Under current law, political action committees are prohibited from contributing more than $10,000 per election cycle to any candidate. To circumvent the limit, EMILY’s List engages in the practice of “bundling.” This works by soliciting individual contributions of up to $1,000 and requesting that donors send the money to EMILY’s List rather than the candidates of their choice. EMILY’s List lumps the checks together and turns over huge sums to women candidates.

By doing so, EMILY’s List collects the political credit for providing far more money to candidates than it would otherwise get. Last year, the organization passed along about 63,000 individual contributions. Spokeswoman Ann F. Lewis said the organization would be far less successful in raising money if its members were saddled with the extra paperwork of mailing checks and forms separately to each woman candidate they were interested in supporting.

Critics say that such bundling is a way to move millions of dollars in contributions that are difficult to trace and easily hidden through inadequate reporting.

Advertisement

*

Boxer and Feinstein, who serve as honorary advisers to EMILY’s List, favor overhauling campaign finance laws by putting a lid on spending, reducing the influence of PACs and restricting the practice of bundling, while at the same time carving out an exception for groups like EMILY’s List.

The two California senators have joined forces with three other Democratic women senators in pushing for a so-called EMILY’s Loophole. They want a bundling exemption that would apply only to independent PACs--those not financed by corporations, unions and other economic interest groups.

Boxer and Feinstein argue that groups like EMILY’s List deserve special treatment because they encourage the participation of small donors in the political process, promote the campaigns of outsiders--98% of the candidates EMILY’s List supported last year were non-incumbents--and do not lobby like big-business PACs.

But the notion that EMILY’s List does not engage in lobbying is “fallacious,” said Ellen Miller, director of the Center for Responsive Politics. “The reality is EMILY’s List chooses candidates who agree with them and lobby (the candidates) by the very fact that they hold a carrot out,” Miller said. “The carrot is the money.”
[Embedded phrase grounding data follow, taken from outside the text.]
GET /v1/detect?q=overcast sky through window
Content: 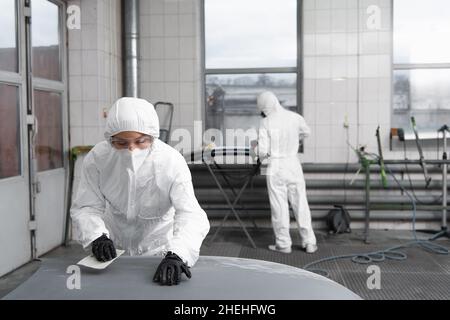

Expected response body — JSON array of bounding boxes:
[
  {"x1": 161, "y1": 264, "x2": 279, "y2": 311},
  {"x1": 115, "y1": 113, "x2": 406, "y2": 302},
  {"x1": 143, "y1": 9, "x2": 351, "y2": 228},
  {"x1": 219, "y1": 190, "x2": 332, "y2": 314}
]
[{"x1": 205, "y1": 0, "x2": 297, "y2": 69}]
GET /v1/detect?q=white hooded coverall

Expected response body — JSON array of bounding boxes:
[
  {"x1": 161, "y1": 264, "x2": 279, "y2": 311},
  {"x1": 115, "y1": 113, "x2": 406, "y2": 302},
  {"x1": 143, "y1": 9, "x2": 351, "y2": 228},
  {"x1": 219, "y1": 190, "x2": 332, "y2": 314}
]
[
  {"x1": 70, "y1": 97, "x2": 210, "y2": 267},
  {"x1": 257, "y1": 91, "x2": 316, "y2": 249}
]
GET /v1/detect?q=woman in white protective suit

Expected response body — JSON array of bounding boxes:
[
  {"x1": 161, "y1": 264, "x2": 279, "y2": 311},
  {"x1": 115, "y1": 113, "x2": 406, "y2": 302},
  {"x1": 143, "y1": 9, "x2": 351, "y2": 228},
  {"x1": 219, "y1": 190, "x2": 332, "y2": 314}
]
[
  {"x1": 70, "y1": 97, "x2": 210, "y2": 285},
  {"x1": 255, "y1": 91, "x2": 317, "y2": 254}
]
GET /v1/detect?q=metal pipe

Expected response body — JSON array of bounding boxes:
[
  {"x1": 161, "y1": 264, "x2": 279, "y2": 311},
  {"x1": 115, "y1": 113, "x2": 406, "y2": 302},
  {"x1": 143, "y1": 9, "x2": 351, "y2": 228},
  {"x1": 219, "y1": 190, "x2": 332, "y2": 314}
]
[
  {"x1": 442, "y1": 128, "x2": 448, "y2": 228},
  {"x1": 189, "y1": 163, "x2": 449, "y2": 174},
  {"x1": 122, "y1": 0, "x2": 140, "y2": 97},
  {"x1": 204, "y1": 205, "x2": 449, "y2": 211},
  {"x1": 364, "y1": 162, "x2": 370, "y2": 242},
  {"x1": 194, "y1": 192, "x2": 449, "y2": 205},
  {"x1": 204, "y1": 209, "x2": 445, "y2": 221},
  {"x1": 194, "y1": 177, "x2": 442, "y2": 191},
  {"x1": 192, "y1": 178, "x2": 448, "y2": 190}
]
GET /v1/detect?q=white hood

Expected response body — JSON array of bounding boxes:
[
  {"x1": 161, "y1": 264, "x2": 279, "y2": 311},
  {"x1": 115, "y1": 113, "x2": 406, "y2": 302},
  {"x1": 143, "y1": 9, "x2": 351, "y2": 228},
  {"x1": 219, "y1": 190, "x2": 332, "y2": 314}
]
[
  {"x1": 256, "y1": 91, "x2": 283, "y2": 116},
  {"x1": 104, "y1": 97, "x2": 160, "y2": 139}
]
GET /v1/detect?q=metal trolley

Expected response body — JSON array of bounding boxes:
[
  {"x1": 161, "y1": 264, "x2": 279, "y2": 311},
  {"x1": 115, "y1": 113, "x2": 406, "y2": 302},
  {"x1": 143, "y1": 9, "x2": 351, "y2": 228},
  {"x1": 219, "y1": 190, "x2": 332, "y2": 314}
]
[{"x1": 202, "y1": 147, "x2": 262, "y2": 248}]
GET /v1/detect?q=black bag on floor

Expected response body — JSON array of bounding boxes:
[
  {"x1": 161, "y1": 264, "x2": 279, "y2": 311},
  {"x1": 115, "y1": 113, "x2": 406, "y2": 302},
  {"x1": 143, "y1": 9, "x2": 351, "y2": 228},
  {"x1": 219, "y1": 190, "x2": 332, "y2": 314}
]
[{"x1": 326, "y1": 205, "x2": 351, "y2": 234}]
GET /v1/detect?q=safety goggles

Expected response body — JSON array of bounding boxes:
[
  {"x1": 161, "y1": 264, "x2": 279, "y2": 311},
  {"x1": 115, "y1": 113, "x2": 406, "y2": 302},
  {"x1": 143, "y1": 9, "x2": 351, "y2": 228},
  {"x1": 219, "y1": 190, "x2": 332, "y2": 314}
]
[{"x1": 109, "y1": 135, "x2": 153, "y2": 149}]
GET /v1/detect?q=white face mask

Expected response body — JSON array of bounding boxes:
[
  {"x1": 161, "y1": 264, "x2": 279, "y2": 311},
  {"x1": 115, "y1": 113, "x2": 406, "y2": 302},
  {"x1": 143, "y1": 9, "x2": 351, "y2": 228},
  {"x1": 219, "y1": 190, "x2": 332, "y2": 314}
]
[{"x1": 117, "y1": 148, "x2": 150, "y2": 172}]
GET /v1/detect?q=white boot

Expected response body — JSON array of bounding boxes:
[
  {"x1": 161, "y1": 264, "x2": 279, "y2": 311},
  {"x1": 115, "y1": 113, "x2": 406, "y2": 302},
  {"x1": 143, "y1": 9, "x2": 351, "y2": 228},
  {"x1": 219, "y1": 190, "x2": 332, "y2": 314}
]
[
  {"x1": 305, "y1": 244, "x2": 318, "y2": 254},
  {"x1": 268, "y1": 244, "x2": 292, "y2": 254}
]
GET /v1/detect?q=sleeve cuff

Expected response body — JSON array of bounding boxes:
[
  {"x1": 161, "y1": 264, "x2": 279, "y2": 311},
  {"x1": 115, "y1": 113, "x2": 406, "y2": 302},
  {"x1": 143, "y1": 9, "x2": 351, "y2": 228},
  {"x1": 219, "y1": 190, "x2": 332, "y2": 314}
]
[
  {"x1": 166, "y1": 245, "x2": 198, "y2": 267},
  {"x1": 81, "y1": 230, "x2": 109, "y2": 249}
]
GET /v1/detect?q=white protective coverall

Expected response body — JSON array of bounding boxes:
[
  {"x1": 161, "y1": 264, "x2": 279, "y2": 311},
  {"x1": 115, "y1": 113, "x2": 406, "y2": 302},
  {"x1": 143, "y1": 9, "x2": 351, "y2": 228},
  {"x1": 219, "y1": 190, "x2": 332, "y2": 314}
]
[
  {"x1": 256, "y1": 91, "x2": 316, "y2": 249},
  {"x1": 70, "y1": 97, "x2": 210, "y2": 267}
]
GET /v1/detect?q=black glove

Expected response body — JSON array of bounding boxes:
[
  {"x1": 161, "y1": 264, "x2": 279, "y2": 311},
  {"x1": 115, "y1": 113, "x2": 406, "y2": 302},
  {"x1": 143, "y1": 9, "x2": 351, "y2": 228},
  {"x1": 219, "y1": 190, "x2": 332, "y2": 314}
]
[
  {"x1": 153, "y1": 251, "x2": 191, "y2": 286},
  {"x1": 92, "y1": 234, "x2": 117, "y2": 262}
]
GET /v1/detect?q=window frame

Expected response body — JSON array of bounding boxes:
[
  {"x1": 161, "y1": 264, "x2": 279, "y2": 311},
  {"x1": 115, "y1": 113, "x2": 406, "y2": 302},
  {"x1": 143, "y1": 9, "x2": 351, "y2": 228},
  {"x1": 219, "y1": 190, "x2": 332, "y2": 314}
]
[
  {"x1": 392, "y1": 0, "x2": 450, "y2": 119},
  {"x1": 200, "y1": 0, "x2": 303, "y2": 134}
]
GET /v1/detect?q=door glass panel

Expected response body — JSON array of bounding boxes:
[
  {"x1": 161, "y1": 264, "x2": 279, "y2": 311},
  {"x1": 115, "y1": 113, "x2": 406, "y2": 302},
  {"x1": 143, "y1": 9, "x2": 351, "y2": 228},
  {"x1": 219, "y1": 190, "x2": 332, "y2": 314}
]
[
  {"x1": 0, "y1": 83, "x2": 20, "y2": 178},
  {"x1": 34, "y1": 90, "x2": 63, "y2": 171},
  {"x1": 32, "y1": 0, "x2": 61, "y2": 81},
  {"x1": 0, "y1": 0, "x2": 18, "y2": 72}
]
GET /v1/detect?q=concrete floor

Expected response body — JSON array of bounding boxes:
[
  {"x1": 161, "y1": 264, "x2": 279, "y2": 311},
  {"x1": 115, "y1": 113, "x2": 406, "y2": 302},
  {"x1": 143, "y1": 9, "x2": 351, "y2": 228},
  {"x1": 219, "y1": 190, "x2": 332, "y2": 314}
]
[{"x1": 1, "y1": 228, "x2": 449, "y2": 300}]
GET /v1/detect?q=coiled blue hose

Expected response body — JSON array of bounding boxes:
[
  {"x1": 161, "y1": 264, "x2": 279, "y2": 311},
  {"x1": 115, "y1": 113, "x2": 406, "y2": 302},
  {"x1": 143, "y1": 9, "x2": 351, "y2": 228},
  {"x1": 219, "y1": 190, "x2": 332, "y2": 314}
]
[{"x1": 303, "y1": 163, "x2": 449, "y2": 278}]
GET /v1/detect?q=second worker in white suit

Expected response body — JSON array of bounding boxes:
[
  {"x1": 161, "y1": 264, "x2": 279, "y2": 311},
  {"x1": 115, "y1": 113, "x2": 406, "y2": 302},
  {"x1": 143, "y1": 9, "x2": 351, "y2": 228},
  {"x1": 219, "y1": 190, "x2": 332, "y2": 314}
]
[{"x1": 255, "y1": 91, "x2": 317, "y2": 254}]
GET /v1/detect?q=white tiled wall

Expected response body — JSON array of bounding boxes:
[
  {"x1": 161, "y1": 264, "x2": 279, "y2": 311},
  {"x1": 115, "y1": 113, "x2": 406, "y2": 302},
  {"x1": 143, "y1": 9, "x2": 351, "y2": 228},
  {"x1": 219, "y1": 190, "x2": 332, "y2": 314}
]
[
  {"x1": 139, "y1": 0, "x2": 202, "y2": 151},
  {"x1": 68, "y1": 0, "x2": 122, "y2": 148},
  {"x1": 302, "y1": 0, "x2": 393, "y2": 163}
]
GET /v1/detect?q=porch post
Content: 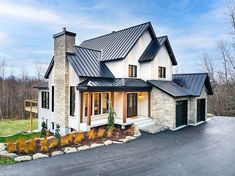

Thus, Miller says, it should come as no surprise that Feinstein, Boxer and other women candidates who benefited from the financial support of EMILY’s List are now “carrying their water” on Capitol Hill.

*

Sweeping campaign reform legislation introduced by Sen. David Boren (D-Okla.) and Majority Leader George Mitchell (D-Maine) would put strict limits on bundling in an effort to reduce the influence of special-interest money.

Advertisement

Boxer said she and other women senators are meeting on a near-daily basis to plot strategy on how to insert the loophole in legislation. But the prospects for passing sweeping reform legislation this year are not promising.

“It seems like there is enough interest in a filibuster that we may not get anything out,” Boxer said. “Even though that would result in EMILY’s List being retained, it would be very sad because we wouldn’t have made any progress on any other fronts.”